Match scopes are the simplest type. They define a regular expression (inside of an expression element) that is used as the basis for the resulting parse rule:

<scope name="mylang.keyword.let">
    <expression>let</expression>
</scope>

Match scopes support treating regular expression capture groups as a special type of sub-scope, called a Capture:

<scope name="mylang.identifier.variable">
    <expression>\b(let)\s+([a-zA-ZÀ-ÖØ-öø-ÿ_][A-Za-zÀ-ÖØ-öø-ÿ0-9_]*)</expression>
    <capture number="1" name="mylang.keyword.let" />
    <capture number="2" name="mylang.identifier.variable.name" />
</scope>

A capture element defines the regular expression capture group number (starting at 1, with 0 being the entire regular expression match), and can be referenced by name in the same way as scopes for syntax highlighting.

One note: Match scopes can only match content within the current line of the document being parsed. They cannot cause the parser to consume text within the next line (or consume the newline itself). To parse text that encompasses multiple lines, use a Start-End scope instead. Match scopes can, however, see content on the previous or next line through the use of regular expression look-behinds and look-aheads, respectively.

Match scopes can be configured with additional options, such as spell-checking and symbolication. See Scope Options below.

Start-End Scopes

Start-End scopes define expressions for the beginning and end of a recursive parse rule. The starts-with element behaves in the same way as a Match scope, with the same support for capture groups.

Once the starting expression is matched, the parser pushes a new state onto its stack, and begins parsing using scopes defined within the scope’s ends-with and subscopes element (or, alternatively, an subsyntax element). The subscopes element may contain any number of other scopes, including other Start-End scopes and Include scopes (see below).

The ends-with expression will take the highest priority during this state. If matched, the parser will end parsing the Start-End scope at this point, and pop its state from the parse stack, returning to the previous set of scopes that were being used before the starts-with expression was encountered.
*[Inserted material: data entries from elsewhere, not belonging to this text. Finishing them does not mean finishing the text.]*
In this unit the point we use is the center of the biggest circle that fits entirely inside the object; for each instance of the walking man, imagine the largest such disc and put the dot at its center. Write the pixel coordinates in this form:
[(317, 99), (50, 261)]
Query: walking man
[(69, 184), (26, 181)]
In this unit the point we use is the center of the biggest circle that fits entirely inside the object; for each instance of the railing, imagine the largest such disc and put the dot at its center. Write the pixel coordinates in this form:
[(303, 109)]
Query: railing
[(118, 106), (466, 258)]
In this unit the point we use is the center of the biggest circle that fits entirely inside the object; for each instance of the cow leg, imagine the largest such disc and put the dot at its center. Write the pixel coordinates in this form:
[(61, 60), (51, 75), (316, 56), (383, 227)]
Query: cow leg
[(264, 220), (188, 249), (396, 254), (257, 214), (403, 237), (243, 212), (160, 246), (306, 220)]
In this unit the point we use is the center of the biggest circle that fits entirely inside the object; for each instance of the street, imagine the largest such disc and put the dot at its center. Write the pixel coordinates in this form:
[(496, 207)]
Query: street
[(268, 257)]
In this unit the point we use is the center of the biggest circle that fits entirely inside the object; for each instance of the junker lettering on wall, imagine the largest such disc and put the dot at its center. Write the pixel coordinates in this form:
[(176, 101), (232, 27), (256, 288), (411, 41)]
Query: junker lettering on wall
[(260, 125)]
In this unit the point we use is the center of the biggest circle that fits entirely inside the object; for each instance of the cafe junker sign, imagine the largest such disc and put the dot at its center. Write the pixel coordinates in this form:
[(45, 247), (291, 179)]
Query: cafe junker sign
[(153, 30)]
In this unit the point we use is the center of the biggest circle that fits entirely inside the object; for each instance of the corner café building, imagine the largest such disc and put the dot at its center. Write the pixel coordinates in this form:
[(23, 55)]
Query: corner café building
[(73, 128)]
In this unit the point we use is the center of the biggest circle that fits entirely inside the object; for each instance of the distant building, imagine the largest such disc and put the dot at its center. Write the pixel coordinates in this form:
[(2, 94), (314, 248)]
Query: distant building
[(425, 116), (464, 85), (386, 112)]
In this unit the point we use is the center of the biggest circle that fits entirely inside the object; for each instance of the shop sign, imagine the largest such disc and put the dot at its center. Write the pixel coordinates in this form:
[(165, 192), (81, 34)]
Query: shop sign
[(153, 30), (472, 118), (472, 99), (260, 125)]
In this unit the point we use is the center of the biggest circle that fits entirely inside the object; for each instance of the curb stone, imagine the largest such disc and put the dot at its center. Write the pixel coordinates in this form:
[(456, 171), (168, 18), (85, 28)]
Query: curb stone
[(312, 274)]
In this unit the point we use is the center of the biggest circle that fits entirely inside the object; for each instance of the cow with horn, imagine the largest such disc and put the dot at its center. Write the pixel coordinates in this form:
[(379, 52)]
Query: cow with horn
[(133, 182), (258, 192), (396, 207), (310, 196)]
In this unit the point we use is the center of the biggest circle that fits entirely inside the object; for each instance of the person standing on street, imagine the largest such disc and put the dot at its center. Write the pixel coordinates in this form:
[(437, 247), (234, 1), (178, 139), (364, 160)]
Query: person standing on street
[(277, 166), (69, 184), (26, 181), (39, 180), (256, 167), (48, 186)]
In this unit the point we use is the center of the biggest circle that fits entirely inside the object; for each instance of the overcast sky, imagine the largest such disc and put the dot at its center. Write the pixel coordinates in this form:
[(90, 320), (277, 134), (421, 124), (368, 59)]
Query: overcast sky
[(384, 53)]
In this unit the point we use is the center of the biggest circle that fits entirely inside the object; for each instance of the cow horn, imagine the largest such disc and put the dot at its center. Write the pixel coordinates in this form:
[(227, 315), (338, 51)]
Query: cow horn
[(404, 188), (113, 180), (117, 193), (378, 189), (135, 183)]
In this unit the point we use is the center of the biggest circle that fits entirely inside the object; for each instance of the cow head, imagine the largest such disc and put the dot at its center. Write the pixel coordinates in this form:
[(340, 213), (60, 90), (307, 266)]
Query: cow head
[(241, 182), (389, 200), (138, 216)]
<scope name="mylang.function">
    <starts-with>
        <!-- Opening bracket -->
        <expression>(\[)</expression>
        <capture number="1" name="mylang.bracket" />
    </starts-with>
    <ends-with>
        <!-- Closing bracket -->
        <expression>(\])</expression>
        <capture number="1" name="mylang.bracket" />
    </ends-with>
    <subscopes>
        <scope name="mylang.number">
            <!-- Matches a number -->
            <expression>\d+</expression>
        </scope>
        <scope name="mylang.boolean">
            <!-- Matches a boolean keyword -->
            <expression>true|false</expression>
        </scope>
        <scope name="mylang.string">
            <!-- Matches text between double-quotes -->
            <expression>&quot;[^&quot;]*&quot;</expression>
        </scope>
    </subscopes>
</scope>

Start-End scopes can be configured with additional options, such as spell-checking and symbolication. See Scope Options below.

Anchored vs. Unanchored Parsing

The subscopes element of a start-end scope contains the scopes that will be used for matching after the scope is pushed onto the parser’s stack.

Unanchored Parsing

By default, subscopes behave just like the top-level <scopes> array: They are matched repeatedly ahead of the current parse position to the end of the line the parser is parsing, and any matches are combined, filtered, and prioritized based on which matched first, which intersect, etc. This is called Unanchored Parsing, as matches in the line are not anchored to any specific location in the line range being parsed.

In unanchored parsing, the order of matches doesn’t matter, so long as they can be sorted and prioritized properly. This is ideal for parsing where the order of tokens isn’t particuarly important outside of the start and end expressions of a scope, such as attributes within HTML tags.

Anchored Parsing

New in Nova 4.

Alternatively, a start-end scope may define its <subscopes> element using the anchored="true" attribute. By doing so, the parser will instead use a different parsing method, known as Anchored Parsing. When anchored parsing is used, the scope’s subscopes will be required to match in order, and may (by default) only match once each. This allows parser rules to be defined which will match specific procedural constructs using multiple subscopes, allowing for more expressive (and accurate) grammars to be constructed for certain types of language tokens.

If a subscope should only be matched conditionally, it can be annotated using the optional="true" attribute. By marking a subscope as optional, it will be attempted at the position within the array of subscopes but will not be required to match. If it does not, the parser will continue on to the next subscope (if any).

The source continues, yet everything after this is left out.